We think of flowers, in particular perennials, as symbols of Easter as they seemingly rise from the dead and push up through the dirt to bloom in the sunshine. Except that the flowers were dead only in a manner of speaking, not in reality. Except that, figuratively or not, the flowers will die again come Fall and Winter. It’s hard to think of the disciples getting all that excited about a resurrected Jesus who had not really been dead or who, after rising from the dead, died again or, as some would have it, settled down and raised a family with Mary Magdalene.

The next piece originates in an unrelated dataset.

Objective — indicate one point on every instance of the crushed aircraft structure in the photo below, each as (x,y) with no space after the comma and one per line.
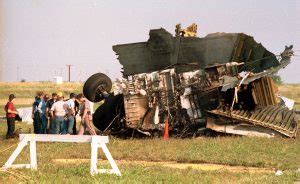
(220,82)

But then, what did happen? Matthew, Mark and John don’t say. Matthew’s and John’s accounts end with a victorious, risen Jesus commissioning the eleven disciples but don’t choose to tell us more. Mark’s account ends with a resurrected Jesus and terrified and faithless disciples. Even if some pious soul later added a rather fanciful ascension account, it seems Mark’s intent was to leave us pondering. Clearly the existence of a church for Mark to write to requires that something drastic happened. The disciples, implies Mark, were not the ones to make it happen. He leaves us pondering.
Only Luke the historian and theologian gives us an explicit ascension account, briefly at the end of his gospel and somewhat less briefly at the beginning of the Acts of the Apostles. The eleven apostles (literally, sent out ones) are left with a pair of promises, Jesus’ promise that he would send the Holy Spirit to fill them with the power to be his witnesses and emissaries, and the angels’ promise that Jesus would himself one day return in the same way they had seen him depart. The fulfillment of the first promise and the anticipation of the second are the foundation of the rest of the book of Acts and, indeed, of the rest of the New Testament.
So now what, Tulip? Where do we go from here? “It’s beyond me,” smiles the tulip, and turns the question back to us, to me and to you.